通勤には都営新宿線を利用している。いつもはあまりのラッシュに本当に心からウンザリしているのだけど、今日から少し早めに出社して会社で企画や勉強をすることにしたので、多少余裕のある(それでも十分混んでるが)車内だった。
いつも見る余裕の無い、ドアの上のモニターをぼーっと眺めていたら、ある事に気がついた。
都営新宿線のモニターは山手線と違って広告は無く、常に路線図(都営新宿線のみ)と今どこにいるかを表示している。
その「今どこにいるかの表示」がすごい。駅名の前に言葉がつくのだが、例えば
発車した時は「つぎ 新宿」
しばらく走って、駅に近づいたら「まもなく 新宿」
そして駅に到着したら「ただいま 新宿」
とかなり細かく表記が変わっていたのだ。
少しでも乗車時のストレス(早く着かないかというイライラ)を軽減するための、彼らなりのサービスとして情報提示しているのだろう。
ストレスがトラブルの元になりやすい現場だけあって、過剰なまでに「先回りの配慮」がされている。

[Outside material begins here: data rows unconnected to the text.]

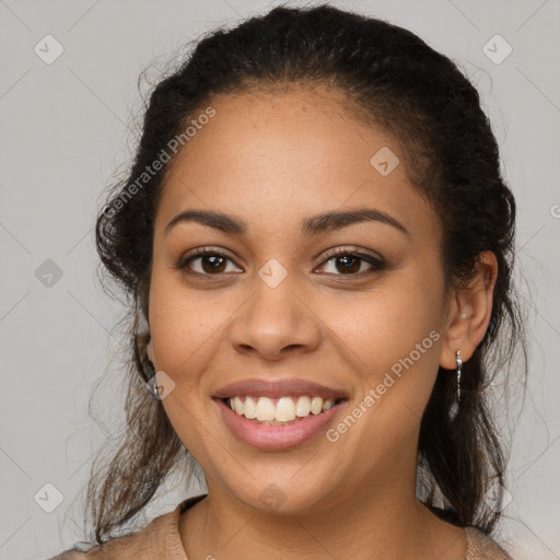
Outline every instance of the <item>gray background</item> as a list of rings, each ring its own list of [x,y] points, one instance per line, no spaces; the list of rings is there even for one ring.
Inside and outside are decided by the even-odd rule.
[[[92,456],[122,419],[121,310],[95,279],[92,225],[135,145],[138,75],[151,65],[156,79],[187,40],[277,3],[0,0],[1,559],[47,558],[80,539]],[[530,382],[514,422],[500,535],[515,559],[558,559],[560,1],[332,3],[402,25],[458,61],[492,120],[520,207],[521,288],[533,293]],[[65,49],[50,65],[34,51],[46,50],[47,34]],[[483,51],[495,34],[513,48],[500,63]],[[505,52],[503,43],[490,46],[494,59]],[[102,376],[94,412],[104,425],[88,411]],[[200,492],[185,485],[162,489],[143,520]],[[57,492],[62,502],[47,513]]]

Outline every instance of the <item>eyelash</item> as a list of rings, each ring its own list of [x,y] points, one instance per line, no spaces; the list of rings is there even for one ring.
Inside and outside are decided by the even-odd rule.
[[[215,250],[215,249],[212,249],[210,247],[201,247],[199,249],[196,249],[195,253],[192,255],[189,255],[188,257],[180,257],[177,261],[177,264],[175,265],[174,268],[176,269],[188,269],[188,264],[191,262],[192,260],[196,260],[197,258],[201,258],[201,257],[205,257],[205,256],[214,256],[214,257],[223,257],[223,258],[226,258],[228,260],[231,260],[233,262],[233,259],[231,259],[228,255],[225,255],[224,253],[221,253],[219,250]],[[357,257],[359,258],[360,260],[364,260],[365,262],[372,265],[373,269],[370,269],[368,271],[362,271],[362,272],[355,272],[355,273],[350,273],[350,275],[331,275],[329,273],[330,276],[337,276],[337,277],[341,277],[341,278],[348,278],[348,279],[355,279],[355,278],[363,278],[365,276],[370,276],[370,275],[373,275],[375,272],[380,272],[382,270],[384,270],[386,268],[386,262],[381,259],[381,258],[376,258],[372,255],[366,255],[364,253],[359,253],[359,252],[352,252],[352,250],[349,250],[349,249],[334,249],[334,250],[330,250],[330,252],[327,252],[327,254],[325,255],[325,260],[323,260],[323,262],[320,262],[319,267],[325,265],[326,262],[328,262],[329,260],[332,260],[334,258],[336,257]],[[213,276],[222,276],[224,272],[219,272],[219,273],[215,273],[215,275],[208,275],[208,273],[201,273],[201,272],[195,272],[192,270],[189,270],[188,272],[186,272],[188,275],[196,275],[196,276],[199,276],[199,277],[213,277]],[[209,279],[210,279],[209,278]]]

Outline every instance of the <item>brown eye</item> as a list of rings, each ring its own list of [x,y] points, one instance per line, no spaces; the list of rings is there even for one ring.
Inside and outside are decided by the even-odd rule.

ただ、乗客はこの言葉の配慮には全く意識がいっていない。無意識に「あ〜電車動いてるんだ〜そろそろ次の駅なんだ〜」と思うレベルの認知しかしてないと思われる。たとえそれでも、無意識のうちにストレスは軽減されるはずだ。
会社の最寄り駅で地下鉄を降りてから立ち寄ったドラッグストアでは、こんなことがあった。

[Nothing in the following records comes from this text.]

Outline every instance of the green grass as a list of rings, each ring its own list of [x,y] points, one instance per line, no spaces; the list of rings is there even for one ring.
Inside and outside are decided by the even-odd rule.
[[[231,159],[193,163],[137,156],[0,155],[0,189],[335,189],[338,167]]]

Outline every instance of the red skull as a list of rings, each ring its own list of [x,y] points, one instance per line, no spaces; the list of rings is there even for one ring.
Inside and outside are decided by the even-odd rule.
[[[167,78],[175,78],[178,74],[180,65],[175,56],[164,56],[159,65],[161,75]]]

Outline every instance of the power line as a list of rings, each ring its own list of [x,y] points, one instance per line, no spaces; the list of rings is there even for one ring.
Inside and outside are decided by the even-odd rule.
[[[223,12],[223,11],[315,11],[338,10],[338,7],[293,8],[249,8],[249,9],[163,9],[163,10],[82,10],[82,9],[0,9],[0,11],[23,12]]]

そこは入り口の近くに二つのレジがあり、そこにいた店員Aは会計中、もう一人の店員Bもレジにはいたが、客が並んでいなかったため目を書類に向けていた。
自分がレジに近づくと、それに気付いた会計中の店員Aが、さりげなく「いらっしゃいませ」と声を出した。
すると、店員Bはふっと顔をあげて自分に気づき、会計を始めた。
つまり、店員Aが発した「いらっしゃいませ」という言葉は、店員Bに対して「お客さん来てますよ」を知らせる合図だったのだ。
店員Bにわざわざ声をかけるのではなく、客への対応という形で達成させているところが上手い。
自然と、さりげなくこういう振る舞いができるのは素晴らしいことだと思った。
無意識のまま、気づかないまま事を起こすというのは、かなり高度な「親切さ」のコミュニケーションではないか。
「はっきり物を言わない」ことを「日本人の悪い所」と否定する話もよくあるが、その能力は相手の気持ちを先回りする、高度なコミュニケーションの基盤にもなっている。
物事には必ず二面性がある。一方の価値観だけで否定してしまわずに、同じものを裏側から見て、自分にとって有意義なものとして見つめると、思わぬ宝物に出会えるかもしれない。